Now, an architect will rarely agree to a deduction against sums otherwise due. And if a tribunal has decided that the sum is not due, well, the architect can hardly complain.
There is a further problem for the client.
The conditions provide that the “amount due” to the architect is set by the architect itself when submitting an account. Since the right to withhold against this is now heavily restricted, the client may have to accept that amount as due and pay it over - and only then go to a tribunal. This would represent a severe cash flow disadvantage for a client, and would be especially galling if there were a genuine dispute about the value of any varied or extra work.
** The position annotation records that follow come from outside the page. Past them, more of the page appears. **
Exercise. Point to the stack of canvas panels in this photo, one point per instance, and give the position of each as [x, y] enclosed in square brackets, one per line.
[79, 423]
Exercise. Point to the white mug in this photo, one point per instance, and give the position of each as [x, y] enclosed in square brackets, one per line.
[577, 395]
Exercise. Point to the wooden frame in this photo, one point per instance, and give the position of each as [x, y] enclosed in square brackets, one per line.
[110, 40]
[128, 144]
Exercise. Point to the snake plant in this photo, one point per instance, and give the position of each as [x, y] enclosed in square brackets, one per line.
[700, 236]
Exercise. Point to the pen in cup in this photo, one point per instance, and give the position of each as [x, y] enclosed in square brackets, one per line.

It is also unduly harsh.
Looking at the clause as a whole, it is probably aimed at the type of situation where a payment is due to the architect, for example on completion of a stage, but the client is alleging that the architect’s work has been done poorly - that the drawings are inadequate or incomplete, say. In those circumstances, the clause means that the client must make the stage payment first, and raise its argument about the faulty work later.
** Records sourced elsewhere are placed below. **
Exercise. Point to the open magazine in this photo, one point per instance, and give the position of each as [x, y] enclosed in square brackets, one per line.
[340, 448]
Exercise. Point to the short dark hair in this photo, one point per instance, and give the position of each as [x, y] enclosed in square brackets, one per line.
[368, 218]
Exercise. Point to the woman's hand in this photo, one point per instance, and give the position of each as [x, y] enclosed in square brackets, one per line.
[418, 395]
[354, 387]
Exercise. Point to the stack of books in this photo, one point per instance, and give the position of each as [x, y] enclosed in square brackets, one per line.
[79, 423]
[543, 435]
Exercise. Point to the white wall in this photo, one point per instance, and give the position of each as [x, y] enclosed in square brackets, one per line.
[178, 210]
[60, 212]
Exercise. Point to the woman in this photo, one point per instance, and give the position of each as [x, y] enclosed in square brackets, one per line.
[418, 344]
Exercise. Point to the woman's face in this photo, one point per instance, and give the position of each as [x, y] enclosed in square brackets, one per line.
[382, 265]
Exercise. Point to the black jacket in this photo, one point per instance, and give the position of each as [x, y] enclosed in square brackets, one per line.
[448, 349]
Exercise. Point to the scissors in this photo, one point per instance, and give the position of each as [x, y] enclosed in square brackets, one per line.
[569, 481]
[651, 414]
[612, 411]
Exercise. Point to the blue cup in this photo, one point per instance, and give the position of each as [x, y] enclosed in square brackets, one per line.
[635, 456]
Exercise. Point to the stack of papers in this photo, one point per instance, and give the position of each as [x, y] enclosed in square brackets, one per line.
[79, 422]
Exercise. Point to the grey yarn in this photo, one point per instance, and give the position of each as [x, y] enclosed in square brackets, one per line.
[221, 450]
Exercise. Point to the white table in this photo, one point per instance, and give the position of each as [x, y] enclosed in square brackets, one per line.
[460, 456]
One can see the RIBA’s thinking here. Evidently some architects have been victims of unscrupulous clients who, when the work is virtually complete, find some reason not to make the last stage payment. Wheeling out this powerful new weapon, the architect will now be able to adjudicate or sue for its fees, leaving the allegation of poor work to be dealt with at a later date.
What’s wrong with that, architects might say? The answer is that it gives the architect the whip hand in any payment dispute - and the architect is not always right. The client that is unhappy with its architect’s performance will now have an uphill struggle to argue that fees are not payable.
The RIBA form is not likely to be used by well-advised employers, or on major projects (at least, not without amendment). But less sophisticated employers asked to sign it might well do so without appreciating the risks.
This new clause should be struck through, except by a client that is actually happy to pay its architect first and argue later.